Bemerkenswerterweise fanden die Autoren heraus, dass zwanghaftes Verhalten unterdrückt oder induziert werden konnte, indem die Stärke dieser neuronalen Verbindung verringert bzw. erhöht wurde. Die Schwächung der synaptischen Verbindungen zwischen dem OFC und dem dorsalen Striatum bei ausdauernden Mäusen verringerte ihre Bereitschaft zur Selbststimulation angesichts eines möglichen Fußschocks. Umgekehrt könnten Entsagende zu Beharrlichen gemacht werden, indem die Stärke dieser synaptischen Verbindungen erhöht würde. Im Gegensatz zu der vorübergehenden Umkehrung, die nach der optogenetischen Hemmung von OFC-Neuronen beobachtet wurde, die zum dorsalen Striatum projizierten, führten diese Veränderungen der synaptischen Stärke zu einer Verhaltensänderung, die sechs Tage lang anhielt.

Weiden et al. haben eine Neuroadaptation entdeckt, die es Mäusen ermöglicht, einen schmerzhaften Reiz zu überwinden, um ihre Dopamin-Neuronen weiterhin zu aktivieren. Der chronische Konsum von Drogen führt beim Menschen zu einer wiederholten Aktivierung desselben Dopamin-Verstärkungskreislaufs, so dass eine ähnliche Neuroadaptation dazu führen könnte, dass Menschen trotz der negativen Folgen weiterhin Drogen nehmen. Um diesen Vorschlag zu testen, sollten wir feststellen, ob Veränderungen in der Stärke der Verbindungen zwischen OFC und dorsalen Striatum-Neuronen zwanghaftes Verhalten bei Mäusen auslösen, die angesichts eines möglichen Fußschocks einen Hebel drücken, um Kokain, Amphetamine oder Opioide zu erhalten.

Ihmt die optogenetische Stimulation von Dopamin-Neuronen genau die Aktivierung von Dopamin-Neuronen durch Drogen nach? Es gibt offensichtliche Unterschiede zwischen dem schnellen Ein- und Ausschalten eines Lasers während der optogenetischen Stimulation und dem langsameren Beginn und der längeren Dauer der Arzneimittelwirkung. Dennoch zeigten die Autoren zuvor4 dass Kokainkonsum und optogenetische Aktivierung nahezu identische Anpassungen in Dopamin-Neuronen und ihren unmittelbar nachgeschalteten Zielen induzieren, was eine starke Begründung für den in der aktuellen Studie verwendeten experimentellen Ansatz darstellt.

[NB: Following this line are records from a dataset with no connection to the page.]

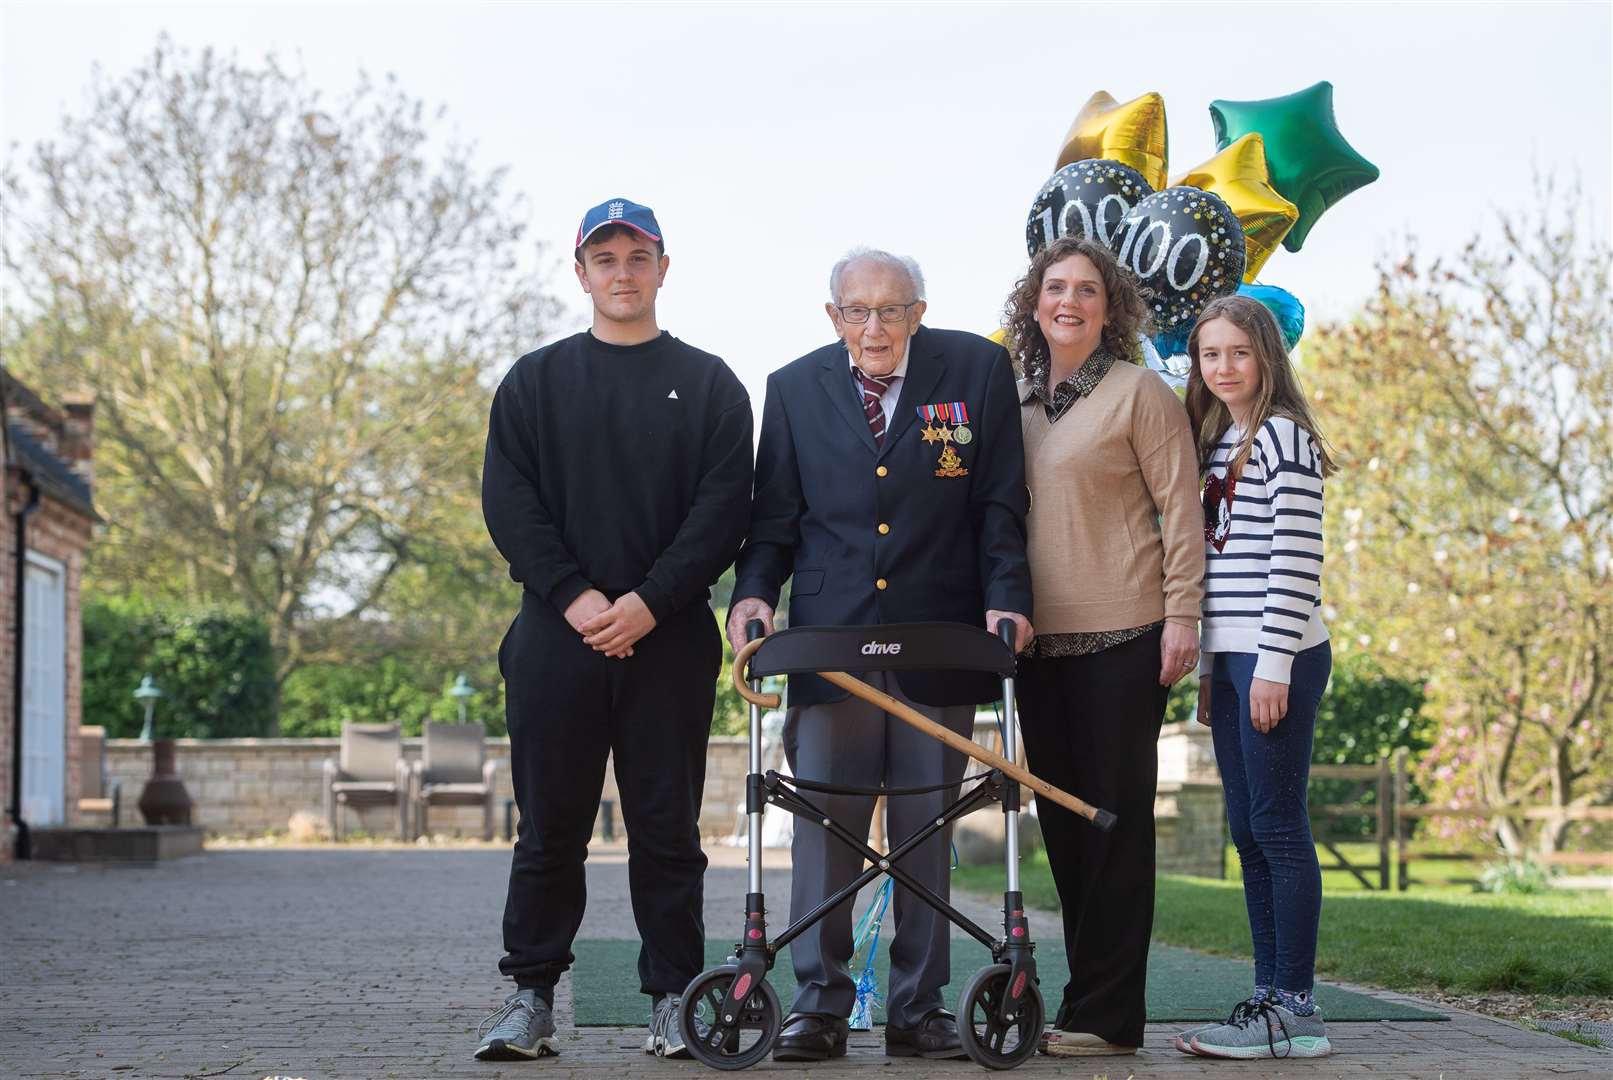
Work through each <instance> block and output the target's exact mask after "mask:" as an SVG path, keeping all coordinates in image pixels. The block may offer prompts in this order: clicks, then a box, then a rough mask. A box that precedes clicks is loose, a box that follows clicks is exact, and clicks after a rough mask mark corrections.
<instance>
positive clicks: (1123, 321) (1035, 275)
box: [1003, 237, 1150, 377]
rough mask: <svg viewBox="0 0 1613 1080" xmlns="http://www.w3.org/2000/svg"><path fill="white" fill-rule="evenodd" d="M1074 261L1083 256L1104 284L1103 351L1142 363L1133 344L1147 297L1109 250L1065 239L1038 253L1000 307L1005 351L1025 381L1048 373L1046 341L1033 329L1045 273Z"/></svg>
mask: <svg viewBox="0 0 1613 1080" xmlns="http://www.w3.org/2000/svg"><path fill="white" fill-rule="evenodd" d="M1073 255H1086V256H1087V258H1089V260H1090V261H1092V264H1094V266H1095V268H1097V269H1098V277H1102V279H1103V295H1105V297H1108V321H1107V322H1105V326H1103V339H1102V348H1105V350H1107V351H1110V353H1113V355H1115V356H1118V358H1119V359H1126V361H1129V363H1134V364H1140V363H1142V345H1140V343H1139V340H1137V339H1139V335H1140V334H1142V332H1144V330H1145V329H1147V327H1148V322H1150V311H1148V298H1147V293H1145V292H1144V289H1142V287H1140V285H1139V284H1137V279H1136V277H1132V276H1131V272H1129V271H1127V269H1126V268H1123V266H1121V264H1119V261H1118V260H1116V258H1115V253H1113V251H1110V250H1108V248H1107V247H1103V245H1102V243H1098V242H1097V240H1089V239H1086V237H1063V239H1060V240H1053V242H1052V243H1048V245H1047V247H1045V248H1042V250H1040V251H1037V255H1036V258H1032V260H1031V269H1027V271H1026V272H1024V277H1021V279H1019V280H1018V282H1016V284H1015V287H1013V292H1011V293H1008V303H1005V305H1003V329H1005V330H1007V332H1008V340H1007V342H1005V345H1008V351H1010V353H1013V359H1015V368H1016V369H1018V371H1019V374H1021V376H1023V377H1031V376H1032V374H1036V372H1040V371H1047V364H1048V356H1047V339H1045V337H1042V327H1040V326H1037V324H1036V305H1037V300H1039V298H1040V295H1042V279H1044V277H1045V276H1047V268H1048V266H1052V264H1055V263H1063V261H1065V260H1068V258H1069V256H1073Z"/></svg>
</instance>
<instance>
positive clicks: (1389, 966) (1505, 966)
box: [953, 851, 1613, 996]
mask: <svg viewBox="0 0 1613 1080" xmlns="http://www.w3.org/2000/svg"><path fill="white" fill-rule="evenodd" d="M1323 861H1324V862H1326V861H1329V859H1327V856H1326V854H1324V856H1323ZM1434 866H1439V864H1419V872H1423V870H1428V869H1431V867H1434ZM1227 870H1229V874H1234V875H1236V874H1237V856H1236V854H1229V858H1227ZM1448 872H1450V874H1461V875H1468V874H1471V872H1473V869H1471V867H1460V869H1453V870H1448ZM1340 879H1342V880H1340ZM953 883H955V885H957V887H958V888H963V890H968V891H974V893H982V895H992V893H1000V891H1002V887H1003V872H1002V867H997V866H968V867H960V869H958V870H955V872H953ZM1021 885H1023V888H1024V896H1026V903H1029V904H1031V906H1034V908H1044V909H1048V911H1057V909H1058V893H1057V891H1055V888H1053V879H1052V874H1050V872H1048V867H1047V854H1045V853H1044V851H1037V853H1036V854H1034V856H1029V858H1027V859H1026V861H1024V869H1023V870H1021ZM1037 933H1044V935H1045V933H1047V928H1037ZM1153 938H1155V940H1157V941H1163V943H1166V945H1182V946H1189V948H1195V949H1202V951H1205V953H1218V954H1223V956H1250V946H1248V919H1247V916H1245V912H1244V887H1242V885H1240V882H1237V880H1227V882H1216V880H1210V879H1202V877H1174V875H1163V877H1160V885H1158V895H1157V903H1155V917H1153ZM1316 970H1318V974H1319V975H1323V977H1331V978H1342V980H1345V982H1360V983H1368V985H1373V987H1384V988H1389V990H1424V988H1439V990H1445V991H1450V993H1481V991H1498V990H1500V991H1513V993H1529V995H1552V996H1558V995H1595V996H1613V898H1610V896H1608V895H1607V893H1605V891H1600V893H1598V891H1568V890H1563V891H1552V893H1544V895H1532V896H1494V895H1487V893H1474V891H1471V888H1468V887H1452V885H1442V887H1418V888H1413V890H1411V891H1408V893H1369V891H1363V890H1361V888H1360V885H1358V883H1357V882H1355V880H1353V879H1352V877H1348V875H1347V874H1342V872H1340V874H1327V875H1326V880H1324V885H1323V912H1321V935H1319V940H1318V945H1316Z"/></svg>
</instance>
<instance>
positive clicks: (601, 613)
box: [566, 588, 655, 659]
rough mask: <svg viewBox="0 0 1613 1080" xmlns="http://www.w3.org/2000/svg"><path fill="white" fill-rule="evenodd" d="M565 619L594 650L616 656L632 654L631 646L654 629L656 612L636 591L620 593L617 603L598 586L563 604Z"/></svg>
mask: <svg viewBox="0 0 1613 1080" xmlns="http://www.w3.org/2000/svg"><path fill="white" fill-rule="evenodd" d="M566 622H569V624H571V629H573V630H576V632H577V633H581V635H582V642H584V645H587V646H590V648H592V650H594V651H595V653H605V654H606V656H611V658H616V659H627V658H629V656H632V646H634V645H636V643H637V642H639V638H642V637H644V635H645V633H648V632H650V630H653V629H655V616H653V614H650V609H648V608H647V606H645V603H644V601H642V600H640V598H639V593H623V595H621V598H618V600H616V603H611V601H608V600H605V593H602V592H600V590H597V588H589V590H586V592H584V593H582V595H581V596H577V598H576V600H573V601H571V604H569V606H568V608H566Z"/></svg>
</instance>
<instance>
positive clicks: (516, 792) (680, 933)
mask: <svg viewBox="0 0 1613 1080" xmlns="http://www.w3.org/2000/svg"><path fill="white" fill-rule="evenodd" d="M498 661H500V671H502V672H503V677H505V719H506V724H508V727H510V769H511V779H513V782H515V798H516V804H518V806H519V808H521V825H519V830H518V835H516V843H515V858H513V861H511V866H510V895H508V899H506V903H505V917H503V940H505V949H506V956H505V957H503V959H502V961H500V962H498V970H500V972H503V974H505V975H510V977H513V978H515V980H516V983H518V985H521V987H553V985H555V980H556V978H560V975H561V972H565V970H566V969H568V967H571V964H573V961H574V959H576V957H574V956H573V953H571V945H573V941H574V940H576V935H577V927H579V925H581V924H582V909H584V904H586V901H587V883H586V877H584V866H582V864H584V861H586V859H587V848H589V837H592V833H594V820H595V817H597V814H598V804H600V793H602V790H603V785H605V759H606V756H608V754H613V759H615V764H616V788H618V791H619V796H621V820H623V824H624V827H626V830H627V885H629V890H631V895H632V916H634V920H636V922H637V925H639V938H640V941H642V945H640V948H639V988H640V990H642V991H644V993H647V995H665V993H682V991H684V987H687V985H689V980H692V978H694V977H695V975H698V974H700V970H702V969H703V967H705V924H703V919H702V901H703V888H702V885H703V875H705V869H706V858H705V854H703V853H702V851H700V824H698V822H700V793H702V788H703V785H705V754H706V740H708V737H710V730H711V704H713V700H715V695H716V675H718V671H719V669H721V664H723V645H721V638H719V637H718V629H716V619H715V617H713V616H711V609H710V608H708V606H706V604H705V603H695V604H690V606H689V608H686V609H684V611H681V613H677V614H674V616H669V617H668V619H666V621H663V622H660V624H658V625H656V627H655V629H653V630H650V632H648V633H647V635H645V637H644V638H640V640H639V643H637V645H634V654H632V656H631V658H627V659H610V658H606V656H603V654H602V653H595V651H594V650H592V648H589V646H587V645H584V643H582V637H581V635H579V633H577V632H576V630H573V629H571V625H569V624H568V622H566V621H565V617H563V616H561V614H560V613H558V611H555V609H553V606H552V604H548V603H545V601H542V600H539V598H536V596H531V595H527V596H524V598H523V604H521V616H519V617H518V619H516V622H515V625H513V627H510V633H508V635H505V642H503V645H502V646H500V650H498Z"/></svg>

Warum führt die Selbststimulation von Dopamin-Neuronen nur bei einer Untergruppe von Individuen zu zwanghaftem Verhalten? Beharrliche und entsagende Mäuse stimulierten sich ungefähr zur gleichen Zeit und mit einer ähnlichen Anzahl von Ereignissen selbst, bevor die Bestrafung mit Fußschocks begann, doch die Gehirne der beiden Gruppen scheinen sich auf unterschiedliche Weise verändert zu haben. Die von den Mäusen stimulierten VTA-Dopamin-Neuronen verbinden sich nicht direkt mit dem OFC oder dem dorsalen Striatum, daher muss die Verbindung zwischen diesen Regionen mehrere synaptische Verbindungen umfassen. Ein multisynaptischer Weg, über den die Aktivierung von VTA-Dopamin-Neuronen Veränderungen im dorsalen Striatum verursachen könnte, wurde bereits beschrieben5Es wurde vermutet, dass es Übergängen vom nicht zwanghaften zum zwanghaften Drogenkonsum zugrunde liegt6,7. Bereits bestehende Unterschiede in diesem multisynaptischen Schaltkreis könnten erklären, warum zwanghaftes Verhalten und die damit verbundenen Veränderungen in den synaptischen Verbindungen nur bei einigen Mäusen auftreten.

Synaptische Veränderungen können Tage, Jahre oder sogar ein Leben lang anhalten. Könnten die von Pascoli entdeckten Veränderungen sein? et al. die Grundlage für eine dauerhafte Verhaltensänderung bilden, die ein Kennzeichen der Drogenabhängigkeit ist? Um diese Frage zu klären, bedarf es experimenteller Beweise dafür, dass die Selbstverabreichung von Medikamenten trotz negativer Folgen durch die Stärkung der Verbindungen zwischen dem OFC und dem dorsalen Striatum erfolgt und dass es tatsächlich die Aktivierung von Dopaminsystemen ist, die eine Kette neuronaler Ereignisse in Gang setzt, die ihren Höhepunkt erreicht bei zwanghaftem Drogenkonsum.